ホールに集められた生徒達の前には、黒いローブに身を包んだヴェラ(ルシュ様)が立っている。

「へ~…ファブリケって名前だったんだ…。」
「え、嘘でしょ!?魔法の名前を知らずに使ってたの?」

私の前に座っていたユイが、首を後ろに向けて目を丸くしている。

「あ、うん…。知ってないとまずかったかな?」
「確か、呪文の後に魔法名を言わないと発動出来ないんじゃなかった?」
「ユイちゃん。正確には、名前を言った方が成功する確率が高くなるって、教科書に書いてあったはずだよ?」

隣に座っているララが、教科書の内容をスラスラと答え始めた。

「そこの3人。質問があるなら、手を挙げて発言しなさい。」
「す、すみません…!」

ヴェラから私語を注意され、慌てて謝罪をしているララと同時に、ユイが右手を上に伸ばした。

「ルシュ様!質問してもよろしいでしょうか?」
「どうぞ。

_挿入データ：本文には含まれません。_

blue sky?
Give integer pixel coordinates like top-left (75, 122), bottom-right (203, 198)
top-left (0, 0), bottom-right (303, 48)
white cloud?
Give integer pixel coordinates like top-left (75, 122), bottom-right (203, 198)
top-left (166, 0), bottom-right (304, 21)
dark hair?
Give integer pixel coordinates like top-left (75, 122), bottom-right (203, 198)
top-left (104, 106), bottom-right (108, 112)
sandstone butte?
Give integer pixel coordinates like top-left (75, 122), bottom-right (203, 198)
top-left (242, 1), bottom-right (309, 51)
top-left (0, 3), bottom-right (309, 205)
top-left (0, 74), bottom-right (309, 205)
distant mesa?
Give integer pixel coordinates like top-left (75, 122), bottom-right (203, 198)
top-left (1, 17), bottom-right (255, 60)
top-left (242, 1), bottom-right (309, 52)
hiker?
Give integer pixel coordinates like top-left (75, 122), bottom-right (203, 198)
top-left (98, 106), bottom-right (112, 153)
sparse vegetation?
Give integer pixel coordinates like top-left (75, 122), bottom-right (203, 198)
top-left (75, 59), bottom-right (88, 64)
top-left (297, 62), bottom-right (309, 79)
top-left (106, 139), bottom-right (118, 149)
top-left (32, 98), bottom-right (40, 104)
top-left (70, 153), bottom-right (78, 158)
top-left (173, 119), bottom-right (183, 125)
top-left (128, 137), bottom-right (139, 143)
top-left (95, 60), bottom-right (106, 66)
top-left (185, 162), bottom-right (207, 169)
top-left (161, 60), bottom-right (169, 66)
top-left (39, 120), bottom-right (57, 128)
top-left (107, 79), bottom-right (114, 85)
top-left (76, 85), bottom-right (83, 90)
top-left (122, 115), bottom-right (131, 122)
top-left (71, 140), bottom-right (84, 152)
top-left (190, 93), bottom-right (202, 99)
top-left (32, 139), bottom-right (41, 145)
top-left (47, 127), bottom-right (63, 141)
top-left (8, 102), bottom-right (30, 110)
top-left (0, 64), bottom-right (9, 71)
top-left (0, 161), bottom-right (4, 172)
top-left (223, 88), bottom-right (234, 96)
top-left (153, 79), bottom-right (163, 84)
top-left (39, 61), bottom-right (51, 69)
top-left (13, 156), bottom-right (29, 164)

」

彼女は手をおろして、その場に立ち上がった。

「ファブリケなどの魔法名は、知らなくても魔法を発動する事は出来るのでしょうか?」
「結論からいえば可能だ。そもそも、魔法名というのは、その魔法をイメージしやすくする為に名前を付けただけだ。名前を知らずとも、イメージを固め、魔法を発動出来れば魔法名を知る必要はない。」
「そうなのですね…。わかりました!ありがとうございます。」

ユイは質問の答えに納得すると、その場に再び腰を下ろした。

「他に質問のある者はいるか?…いなければ早速やってみよう。まずはそれぞれ作りたい物を好きに作りなさい。じゃあ…各自バラけて、怪我などしないように気をつけて。」

生徒達が立ち上がり、ホールの四方八方に散らばると、私達も移動し始めた。

「ねールナちゃん。」

後ろを歩いていたフランが、私の服の袖を軽く掴んだ。

「ん?どうしたの?フラン。」
「ルナちゃんは、もうファブリケって使えるんでしょ?僕に付きっきりで教えてくれない?」
「え、うん…いいけど…。」
「ちょっとフラン!抜け駆けはだめよ!私だってルナにコツがあるなら教えて貰いたいもの!」

前を歩いていたユイが、腰に手を当てて私達の前に立ちはだかった。

「わ、私もイメージの固め方とか…よくわからないから教えて欲しいな…。」
「フラン。ちゃんと出来るようになるまで教えてあげるから、まずはみんなで一緒にやろ?」
「それならしょうがないね。ルナちゃんに従うよ。」



「出来た!出来たわよルナ!」

ユイは、自分の隣に彼女の身長と同じくらいの、大きなクマのぬいぐるみを作り出した。彼女は既にファブリケを使えるが、今までは手のひらに乗せられる程の、小さな物しか作る事が出来なかった。少しコツを教えただけで、あっという間に自分の物にしてしまう彼女は、魔法の才能に長けているのだろう。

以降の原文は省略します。